Jim Phillips escribió:
>
> gcc and net-linux-amd64 should work fine. Ignore the Fortran warnings.
>
> -Jim
>
>
> On Tue, 4 Jul 2006, Cesar Luis Avila wrote:
>
>> I have checked outputtimings and indeed I have negative values for
>> some wall time/step.
>>
>> I am now trying to recompile charmm/namd for a cluster of dual core
>> AMD64 connected through gigabit ethernet. I understand that the best
>> choice for charm++ compiling is to use net-linux-amd64 instead of
>> mpi-linux-amd64 for this kind of connection. Is this correct?

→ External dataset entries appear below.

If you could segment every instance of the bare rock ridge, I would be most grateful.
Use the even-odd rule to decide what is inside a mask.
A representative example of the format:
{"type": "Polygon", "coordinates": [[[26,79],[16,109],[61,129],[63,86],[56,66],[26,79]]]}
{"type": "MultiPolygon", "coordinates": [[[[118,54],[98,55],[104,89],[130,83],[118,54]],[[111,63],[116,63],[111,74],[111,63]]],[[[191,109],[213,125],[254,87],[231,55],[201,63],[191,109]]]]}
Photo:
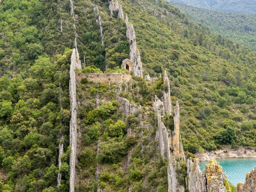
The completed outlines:
{"type": "MultiPolygon", "coordinates": [[[[113,11],[118,11],[117,17],[122,20],[124,20],[124,11],[121,5],[118,1],[112,0],[109,2],[109,9],[111,16],[113,16],[113,11]]],[[[128,21],[128,17],[126,15],[125,18],[126,25],[126,36],[130,45],[130,60],[132,63],[132,70],[135,76],[143,77],[142,73],[142,64],[140,58],[140,54],[137,48],[135,31],[133,26],[128,21]]]]}
{"type": "Polygon", "coordinates": [[[237,183],[237,192],[256,191],[256,167],[250,173],[246,174],[245,182],[237,183]]]}
{"type": "MultiPolygon", "coordinates": [[[[189,192],[231,191],[227,177],[223,174],[222,167],[216,160],[209,161],[205,167],[204,174],[200,169],[197,158],[195,158],[193,162],[191,158],[188,159],[187,168],[189,192]]],[[[246,191],[252,192],[255,191],[246,191]]]]}
{"type": "Polygon", "coordinates": [[[140,59],[140,54],[137,48],[135,31],[132,24],[128,22],[127,15],[125,18],[125,23],[127,28],[126,36],[130,44],[130,60],[133,64],[133,73],[135,76],[143,77],[142,64],[140,59]]]}
{"type": "Polygon", "coordinates": [[[175,158],[179,157],[181,151],[180,150],[180,105],[176,101],[174,108],[173,116],[174,131],[172,133],[172,148],[173,154],[175,158]]]}
{"type": "Polygon", "coordinates": [[[123,8],[122,5],[117,1],[114,1],[111,0],[109,2],[109,9],[110,10],[110,14],[111,17],[113,16],[113,11],[118,11],[118,14],[117,17],[120,18],[122,20],[124,19],[124,12],[123,11],[123,8]]]}
{"type": "MultiPolygon", "coordinates": [[[[177,105],[177,102],[176,103],[177,105]]],[[[178,105],[178,104],[177,104],[178,105]]],[[[176,106],[178,108],[178,107],[176,106]]],[[[173,138],[172,136],[172,133],[170,129],[167,129],[162,120],[162,116],[165,115],[164,109],[165,106],[164,103],[161,101],[156,96],[155,98],[155,103],[153,105],[153,107],[157,114],[157,123],[158,129],[157,133],[157,138],[158,143],[158,146],[161,155],[163,157],[166,158],[168,161],[168,167],[167,170],[167,176],[168,180],[168,191],[178,191],[182,192],[185,191],[184,186],[180,185],[178,181],[177,177],[177,174],[176,171],[176,167],[180,167],[179,162],[176,162],[175,157],[174,156],[174,154],[171,152],[170,149],[173,150],[173,149],[172,145],[172,141],[173,138]]],[[[179,113],[179,111],[177,110],[177,113],[179,113]]],[[[177,114],[177,120],[179,121],[179,114],[177,114]]],[[[177,123],[177,126],[179,126],[179,123],[177,123]]],[[[176,131],[179,132],[180,129],[177,129],[176,131]]],[[[175,133],[173,134],[175,135],[179,135],[180,136],[180,132],[175,133]]],[[[179,139],[177,145],[180,145],[179,139]]],[[[176,144],[176,143],[175,143],[176,144]]],[[[184,153],[180,155],[179,150],[177,151],[179,154],[177,155],[179,157],[184,156],[184,153]]],[[[184,160],[184,158],[181,159],[181,162],[184,160]]]]}
{"type": "Polygon", "coordinates": [[[61,174],[60,172],[61,166],[61,156],[64,153],[64,149],[63,147],[63,142],[64,142],[64,136],[62,135],[61,137],[61,140],[58,145],[58,178],[57,179],[57,186],[58,188],[61,185],[61,174]]]}
{"type": "Polygon", "coordinates": [[[93,10],[94,10],[94,14],[96,16],[99,15],[98,17],[98,19],[96,19],[96,22],[99,24],[99,33],[101,36],[101,45],[103,45],[104,43],[103,42],[103,29],[102,28],[102,22],[101,21],[101,17],[99,14],[99,8],[98,6],[96,4],[94,5],[94,7],[93,8],[93,10]]]}
{"type": "MultiPolygon", "coordinates": [[[[149,77],[149,75],[148,75],[148,77],[149,77]]],[[[151,78],[150,77],[149,77],[149,78],[151,78]]],[[[166,71],[164,71],[164,84],[165,85],[165,90],[163,91],[164,109],[168,114],[172,115],[173,109],[172,107],[172,102],[171,100],[170,82],[166,71]]]]}
{"type": "Polygon", "coordinates": [[[189,192],[207,192],[206,181],[199,167],[198,159],[193,162],[191,158],[187,160],[188,185],[189,192]]]}
{"type": "Polygon", "coordinates": [[[226,179],[222,167],[215,159],[210,160],[205,166],[204,175],[206,179],[207,191],[225,192],[226,187],[224,179],[226,179]]]}
{"type": "Polygon", "coordinates": [[[70,146],[71,147],[70,157],[70,191],[74,191],[76,160],[77,143],[77,103],[75,70],[78,66],[76,50],[73,49],[70,70],[70,95],[71,117],[70,123],[70,146]]]}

>> I would also like to know which compilers work better for this
>> architecture. I recall that some groups suggested to use Intel C and
>> Fortran compilers on AMD64, but there was also some problems with
>> them. So, others suggested to use gnu compilers. I currently have
>> gcc and g77 installed on my system, although g77 seems to be useless
>> for building charm++.
>>
>> During charm autoconfigure I get the message.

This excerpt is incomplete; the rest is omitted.